# Video Games Review: Analysis

In this project, I explore [Metacritic's video games reviews](https://www.metacritic.com/browse/games/score/metascore/all/all/filtered?page=0), released between 1995-2021.

Please see the [README](https://github.com/henrylin03/video-games) for more information.


## Setup

In this section, I import all necessary libraries, setup the SQLite database, and then import the input `.csv` files in a format that allows manipulation by both `sqlite` and `pandas`:


In [52]:
import os
import pandas as pd
from sqlalchemy import create_engine

# creating SQLite database
engine = create_engine("sqlite://", echo=False)

In [58]:
from glob import glob

INPUT_PATH = "./input"
csv_paths = glob(os.path.join(INPUT_PATH, "*.csv"))

dfs = {}
for c in csv_paths:
    c_cleaned = c[8:].replace(".csv", "")
    dfs[c_cleaned] = pd.read_csv(c).sort_values(["name", "platform"])
    display(c_cleaned, dfs[c_cleaned].head(3))


'meta'

Unnamed: 0,meta_score,meta_rank,name,platform,release_date,summary
12510,69,12511.0,#DRIVE,Platform: Switch,"February 16, 2021",#DRIVE is an endless driving videogame inspire...
6686,77,6687.0,#IDARB,Platform: Xbox One,"January 30, 2015",#IDARB started as a picture of red box.
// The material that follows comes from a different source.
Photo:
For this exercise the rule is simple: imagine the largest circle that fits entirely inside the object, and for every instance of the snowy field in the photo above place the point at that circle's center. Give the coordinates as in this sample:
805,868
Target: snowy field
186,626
Then m...
18217,53,18218.0,#KILLALLZOMBIES,Platform: Xbox One,"August 10, 2016",In the distant future; #KILLALLZOMBIES is thru...


'user'

Unnamed: 0,user_score,user_rank,name,platform,release_date,summary
11697,6.8,11698.0,#DRIVE,Platform: Switch,"February 16, 2021",#DRIVE is an endless driving videogame inspire...
11391,6.9,11392.0,#IDARB,Platform: Xbox One,"January 30, 2015",#IDARB started as a picture of red box. Then m...
5521,7.8,5522.0,'Splosion Man,Platform: Xbox 360,"July 22, 2009","[Xbox Live Arcade] Fools they were, to tread w..."


## Cleaning

### Removing string prefix in `platform` column

As all values in the `platform` column has a `"Platform: "` prefix, I use SQL's `SUBSTR()` to begin the string at a later index.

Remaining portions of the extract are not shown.